What mattered to these educated women was not that a man they might become involved with share their level of education, nor that he be rich. What mattered, as they expressed time and again, was that he could, in Emma’s words, ‘actually talk.’ Megan, reflecting on ‘the attributes that I seek in someone,’ admitted that ‘they have to be relatively intelligent.’ When pressed on the nature of this intelligence, she said:
“It’s about intellectual engagement, and being able to get how I think. Conversation is a really important part of bonding for me – I want to be able to go home and talk about things that are on my mind, and find solutions potentially, with somebody else.”

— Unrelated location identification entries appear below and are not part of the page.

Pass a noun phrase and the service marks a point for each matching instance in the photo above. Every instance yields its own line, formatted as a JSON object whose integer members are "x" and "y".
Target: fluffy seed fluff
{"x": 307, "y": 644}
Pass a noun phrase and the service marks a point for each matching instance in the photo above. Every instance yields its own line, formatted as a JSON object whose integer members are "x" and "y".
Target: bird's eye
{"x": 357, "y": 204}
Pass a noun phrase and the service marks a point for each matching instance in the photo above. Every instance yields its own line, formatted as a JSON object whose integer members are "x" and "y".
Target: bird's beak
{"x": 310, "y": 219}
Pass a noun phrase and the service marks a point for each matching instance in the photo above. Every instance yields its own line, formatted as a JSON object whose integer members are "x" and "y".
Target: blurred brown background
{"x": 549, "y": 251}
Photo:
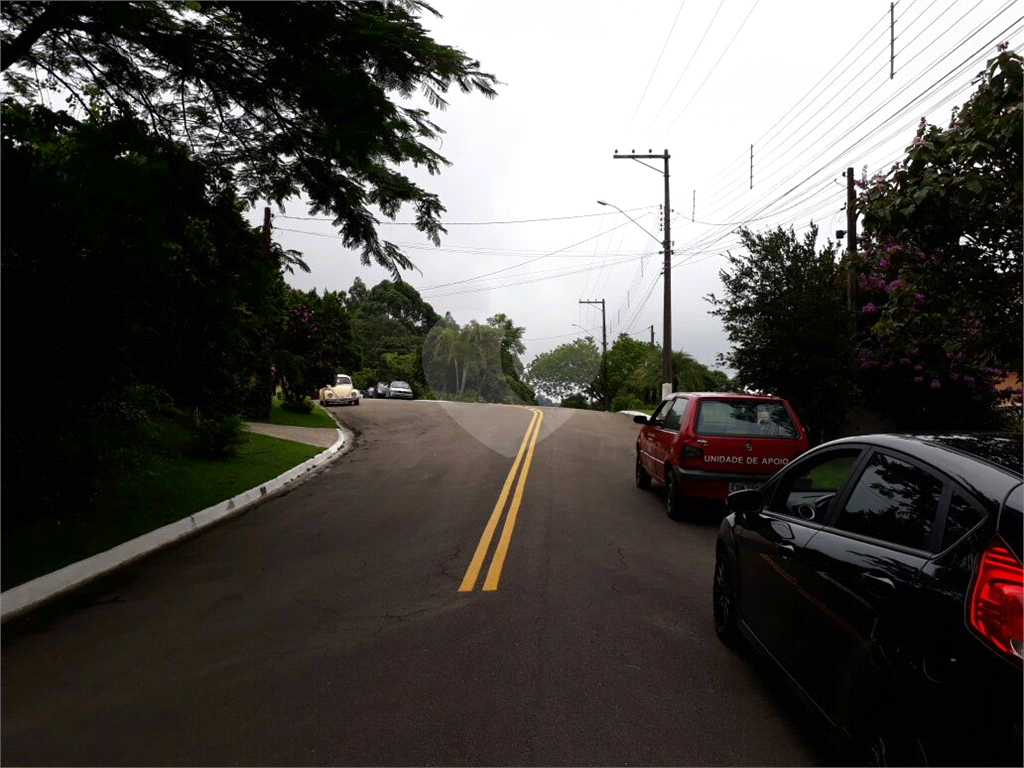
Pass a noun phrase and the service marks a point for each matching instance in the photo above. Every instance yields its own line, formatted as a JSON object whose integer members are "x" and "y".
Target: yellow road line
{"x": 473, "y": 571}
{"x": 495, "y": 571}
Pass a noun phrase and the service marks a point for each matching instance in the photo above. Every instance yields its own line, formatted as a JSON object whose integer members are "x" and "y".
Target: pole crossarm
{"x": 667, "y": 272}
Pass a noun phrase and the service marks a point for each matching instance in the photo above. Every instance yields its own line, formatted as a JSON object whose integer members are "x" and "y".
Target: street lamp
{"x": 667, "y": 245}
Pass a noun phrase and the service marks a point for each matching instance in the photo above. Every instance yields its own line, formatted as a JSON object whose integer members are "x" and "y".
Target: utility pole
{"x": 604, "y": 354}
{"x": 266, "y": 228}
{"x": 851, "y": 242}
{"x": 667, "y": 334}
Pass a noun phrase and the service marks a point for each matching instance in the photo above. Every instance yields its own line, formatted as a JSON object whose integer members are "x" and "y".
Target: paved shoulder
{"x": 310, "y": 435}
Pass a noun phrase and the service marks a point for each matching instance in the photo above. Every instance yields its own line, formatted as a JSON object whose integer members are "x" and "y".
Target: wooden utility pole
{"x": 266, "y": 228}
{"x": 851, "y": 242}
{"x": 604, "y": 354}
{"x": 667, "y": 334}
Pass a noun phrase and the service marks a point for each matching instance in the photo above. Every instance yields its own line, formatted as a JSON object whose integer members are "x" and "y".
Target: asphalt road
{"x": 336, "y": 624}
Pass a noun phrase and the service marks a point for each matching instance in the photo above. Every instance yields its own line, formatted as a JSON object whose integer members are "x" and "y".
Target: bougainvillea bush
{"x": 940, "y": 284}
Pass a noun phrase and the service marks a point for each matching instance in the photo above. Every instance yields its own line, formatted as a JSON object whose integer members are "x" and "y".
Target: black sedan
{"x": 883, "y": 576}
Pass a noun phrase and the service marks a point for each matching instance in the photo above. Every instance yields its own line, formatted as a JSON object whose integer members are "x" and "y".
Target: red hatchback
{"x": 708, "y": 444}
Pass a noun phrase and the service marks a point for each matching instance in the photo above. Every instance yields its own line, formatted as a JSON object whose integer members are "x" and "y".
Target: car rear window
{"x": 744, "y": 419}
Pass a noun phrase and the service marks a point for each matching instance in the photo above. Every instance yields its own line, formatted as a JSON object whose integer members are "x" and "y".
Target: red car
{"x": 708, "y": 444}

Laura, too, had no requirement regarding formal qualification level provided ‘we can still converse and they can still challenge me.’ Jennifer knew that any man she might be with in the future needed to have the ‘ability to talk.’
“The last person I was dating it ended because he was really lovely, he was smart, he was interesting, but he just could not actually talk about his feelings – like, at all. Like, would just freeze. We ended up having all our important discussions on Facebook chat… We’re not 14. You can’t convey tone over Facebook chat.”
Janine simply said: ‘He has to be expressive, and I think that’s difficult with New Zealand men.’